No it doesn't. Only virgins.
I lost my virginity to a pretty dumb girl. It was many, many years ago. She was attractive enough with a great body but she already had a kid. That's how eligible a bachelor I was at that age, which was 20 BTW. So was she.
So I was late to the party and looking to have a relationship with anyone. I knew she wasn't a potential long-term partner for me, and I'm sure that's what she was looking for. A dad for the kid as much as someone for her. And I didn't really take to the kid or her fucking cats or her dumb mom either. After having fucked her a few times I became kind of a dick and she didn't want to see me anymore. And even though that was for the best it sucked being rejected. That hurt. But the she told me after like our fifth time that it was the best sex she ever had. And I don't doubt it. I don't think the couple guys she'd been with before me gave her the right kind of attention, orally. And I did romance her and take her to nice places too. She hadn't dated anyone even a little classy before. But back t chowing her box; I was a very quick learner and had read a bunch of Playboys and other porno mags growing up and was determined to make girls "squirt". Even though I've yet to meet one who did (and one of those magazines said they all have the potential), it turns out just the attempt is usually enough to get them off multiple times if you can read a woman's body and play it like an instrument; which it turned out I could do, like instinctually. Knowing when to touch and where and how much pressure just came naturally after all of my educational reading in the pages of 'Swank'. Much of my research began even before the internet did.

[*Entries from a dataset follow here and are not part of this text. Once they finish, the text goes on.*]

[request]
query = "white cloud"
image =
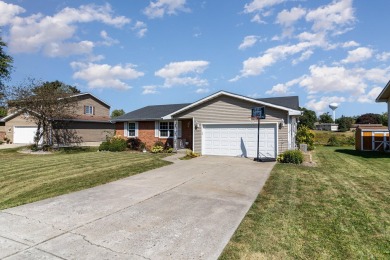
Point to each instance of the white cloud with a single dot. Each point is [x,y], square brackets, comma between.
[305,56]
[384,56]
[288,18]
[202,90]
[257,19]
[350,44]
[53,35]
[104,75]
[255,65]
[282,89]
[370,96]
[108,41]
[8,12]
[260,5]
[324,79]
[248,41]
[359,54]
[175,73]
[322,104]
[159,8]
[140,28]
[333,17]
[147,90]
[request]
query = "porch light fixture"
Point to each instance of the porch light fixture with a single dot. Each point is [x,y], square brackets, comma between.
[281,124]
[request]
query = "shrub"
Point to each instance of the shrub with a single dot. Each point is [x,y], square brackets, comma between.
[104,146]
[114,144]
[134,143]
[117,145]
[305,136]
[291,156]
[157,149]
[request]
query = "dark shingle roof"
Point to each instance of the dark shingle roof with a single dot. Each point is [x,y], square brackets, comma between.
[151,112]
[157,112]
[289,102]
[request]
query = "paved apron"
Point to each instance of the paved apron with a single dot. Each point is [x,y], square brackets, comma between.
[187,210]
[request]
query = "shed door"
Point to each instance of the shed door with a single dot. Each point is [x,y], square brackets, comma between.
[24,134]
[239,140]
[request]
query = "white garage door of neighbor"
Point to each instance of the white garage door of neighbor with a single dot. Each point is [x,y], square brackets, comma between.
[24,134]
[239,140]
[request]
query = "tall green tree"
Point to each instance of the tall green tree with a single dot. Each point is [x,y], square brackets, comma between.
[50,105]
[308,118]
[5,70]
[325,118]
[117,112]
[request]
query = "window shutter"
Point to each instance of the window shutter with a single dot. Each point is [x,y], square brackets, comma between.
[179,129]
[136,129]
[156,128]
[126,129]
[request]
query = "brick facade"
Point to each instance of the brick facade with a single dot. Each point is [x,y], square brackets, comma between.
[146,133]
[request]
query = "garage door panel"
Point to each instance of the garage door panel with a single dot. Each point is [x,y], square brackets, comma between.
[239,140]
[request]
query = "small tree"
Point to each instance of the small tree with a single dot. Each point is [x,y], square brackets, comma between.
[385,119]
[369,118]
[5,70]
[308,118]
[345,123]
[305,136]
[117,112]
[50,106]
[325,118]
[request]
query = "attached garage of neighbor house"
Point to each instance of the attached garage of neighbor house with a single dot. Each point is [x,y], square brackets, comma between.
[239,140]
[24,134]
[372,139]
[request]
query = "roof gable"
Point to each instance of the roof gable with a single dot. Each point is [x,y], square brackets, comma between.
[220,93]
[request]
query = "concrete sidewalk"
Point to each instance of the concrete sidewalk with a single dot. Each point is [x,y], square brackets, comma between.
[186,210]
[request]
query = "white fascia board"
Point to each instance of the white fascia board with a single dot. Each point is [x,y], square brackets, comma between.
[220,93]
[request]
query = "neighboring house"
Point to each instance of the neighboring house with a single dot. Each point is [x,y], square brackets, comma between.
[91,122]
[327,127]
[219,124]
[384,96]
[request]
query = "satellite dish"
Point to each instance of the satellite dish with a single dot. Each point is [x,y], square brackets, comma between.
[334,106]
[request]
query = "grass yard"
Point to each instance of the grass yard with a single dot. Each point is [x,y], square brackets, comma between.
[27,178]
[337,210]
[322,137]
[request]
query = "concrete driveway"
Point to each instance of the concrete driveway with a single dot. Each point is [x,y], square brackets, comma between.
[187,210]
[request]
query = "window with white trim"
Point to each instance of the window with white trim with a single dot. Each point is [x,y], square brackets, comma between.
[88,110]
[131,130]
[167,129]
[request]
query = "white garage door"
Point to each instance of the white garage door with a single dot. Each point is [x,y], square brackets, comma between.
[24,134]
[239,140]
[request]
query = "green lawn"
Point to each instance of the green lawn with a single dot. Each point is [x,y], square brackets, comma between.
[27,178]
[338,210]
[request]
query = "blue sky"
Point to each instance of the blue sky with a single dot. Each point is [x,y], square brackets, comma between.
[137,53]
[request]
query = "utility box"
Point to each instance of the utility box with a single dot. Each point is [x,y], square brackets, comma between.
[372,138]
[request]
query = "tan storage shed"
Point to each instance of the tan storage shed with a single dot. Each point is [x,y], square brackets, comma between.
[372,138]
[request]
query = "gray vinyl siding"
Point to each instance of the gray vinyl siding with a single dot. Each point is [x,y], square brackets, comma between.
[226,109]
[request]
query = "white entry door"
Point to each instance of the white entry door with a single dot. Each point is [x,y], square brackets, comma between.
[24,134]
[239,140]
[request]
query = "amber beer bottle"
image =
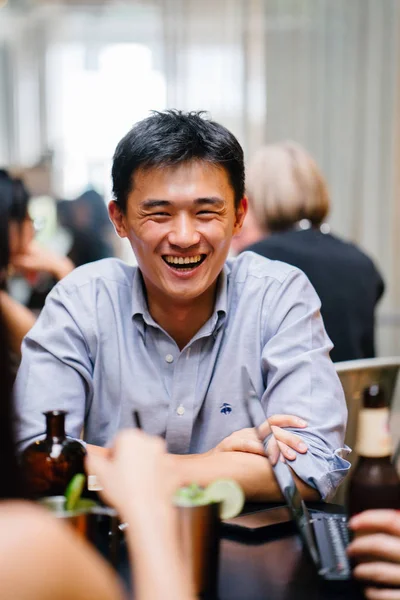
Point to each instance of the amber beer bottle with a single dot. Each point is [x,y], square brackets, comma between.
[374,482]
[49,464]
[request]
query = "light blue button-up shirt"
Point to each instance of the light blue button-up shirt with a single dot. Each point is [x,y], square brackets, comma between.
[96,352]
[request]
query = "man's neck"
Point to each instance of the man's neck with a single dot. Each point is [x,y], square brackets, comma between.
[182,321]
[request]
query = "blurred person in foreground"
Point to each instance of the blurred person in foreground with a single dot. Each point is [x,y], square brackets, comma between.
[173,337]
[19,252]
[289,203]
[55,561]
[376,549]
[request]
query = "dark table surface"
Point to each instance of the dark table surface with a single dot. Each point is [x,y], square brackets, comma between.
[270,565]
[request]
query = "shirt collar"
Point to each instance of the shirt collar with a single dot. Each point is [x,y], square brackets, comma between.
[140,308]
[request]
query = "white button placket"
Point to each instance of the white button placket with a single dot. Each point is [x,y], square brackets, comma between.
[180,418]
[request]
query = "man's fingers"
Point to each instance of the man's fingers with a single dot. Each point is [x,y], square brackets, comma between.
[287,421]
[378,572]
[236,444]
[381,594]
[290,439]
[379,545]
[287,452]
[386,521]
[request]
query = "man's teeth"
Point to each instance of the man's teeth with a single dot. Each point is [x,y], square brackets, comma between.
[179,260]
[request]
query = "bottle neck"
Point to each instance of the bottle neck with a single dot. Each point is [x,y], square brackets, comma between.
[55,425]
[373,435]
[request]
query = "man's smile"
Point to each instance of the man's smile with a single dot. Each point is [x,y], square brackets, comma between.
[186,263]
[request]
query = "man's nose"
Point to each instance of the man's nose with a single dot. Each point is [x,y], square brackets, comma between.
[184,233]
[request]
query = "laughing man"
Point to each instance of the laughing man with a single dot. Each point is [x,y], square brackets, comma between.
[172,337]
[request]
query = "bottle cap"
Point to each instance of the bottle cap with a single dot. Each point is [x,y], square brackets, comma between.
[374,396]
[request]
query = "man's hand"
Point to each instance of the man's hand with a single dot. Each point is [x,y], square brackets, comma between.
[377,549]
[247,440]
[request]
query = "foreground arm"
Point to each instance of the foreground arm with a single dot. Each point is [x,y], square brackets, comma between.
[377,549]
[142,494]
[44,559]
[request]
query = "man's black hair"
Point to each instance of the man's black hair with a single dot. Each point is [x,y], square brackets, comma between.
[171,138]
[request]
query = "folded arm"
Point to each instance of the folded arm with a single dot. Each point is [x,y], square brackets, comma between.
[301,380]
[252,471]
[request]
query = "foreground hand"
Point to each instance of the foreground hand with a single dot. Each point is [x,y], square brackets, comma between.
[247,440]
[136,473]
[378,542]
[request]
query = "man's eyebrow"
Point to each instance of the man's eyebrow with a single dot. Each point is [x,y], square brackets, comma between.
[209,200]
[148,204]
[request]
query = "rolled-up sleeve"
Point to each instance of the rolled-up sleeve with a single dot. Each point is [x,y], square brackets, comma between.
[55,371]
[301,380]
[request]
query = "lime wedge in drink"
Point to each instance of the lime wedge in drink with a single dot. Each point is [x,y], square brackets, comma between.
[190,495]
[74,491]
[85,504]
[229,493]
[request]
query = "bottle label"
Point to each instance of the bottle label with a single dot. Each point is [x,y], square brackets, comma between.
[373,435]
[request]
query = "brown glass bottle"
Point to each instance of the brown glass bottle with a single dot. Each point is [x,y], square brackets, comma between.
[374,482]
[49,464]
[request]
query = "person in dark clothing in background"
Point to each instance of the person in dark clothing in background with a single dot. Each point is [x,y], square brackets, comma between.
[289,202]
[87,220]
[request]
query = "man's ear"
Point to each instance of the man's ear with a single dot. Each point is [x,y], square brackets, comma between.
[118,219]
[241,212]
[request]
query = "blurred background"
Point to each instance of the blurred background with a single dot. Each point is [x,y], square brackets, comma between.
[75,76]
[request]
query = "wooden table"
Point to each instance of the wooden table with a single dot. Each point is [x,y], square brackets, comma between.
[270,567]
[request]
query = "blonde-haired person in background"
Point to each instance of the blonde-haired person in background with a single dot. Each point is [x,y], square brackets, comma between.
[288,205]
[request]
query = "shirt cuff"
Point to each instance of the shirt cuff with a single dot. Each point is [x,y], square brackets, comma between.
[321,471]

But the asocial part I guess applies to me these days. I've lived in relative seclusion since the start of Covid. Haven't had a woman in 6 years now. It's starting to make me kind of deranged probably. And I put on 30 lbs in that time. I need to take it off. But I'm lazy and smoke weed all day, also not helping the social thing. When I am with people I'm naturally social, but having been away from them so long I tend to avoid them now. So when I do speak to people I never shut up. I just can't motivate myself to initiate the social interactions. And I can't leave grandpa alone for long. That's mainly why I've been quarantined so long. But I've got money for paid helpers coming in. I'm going to get some me time. I need to find a lady to lay on top of.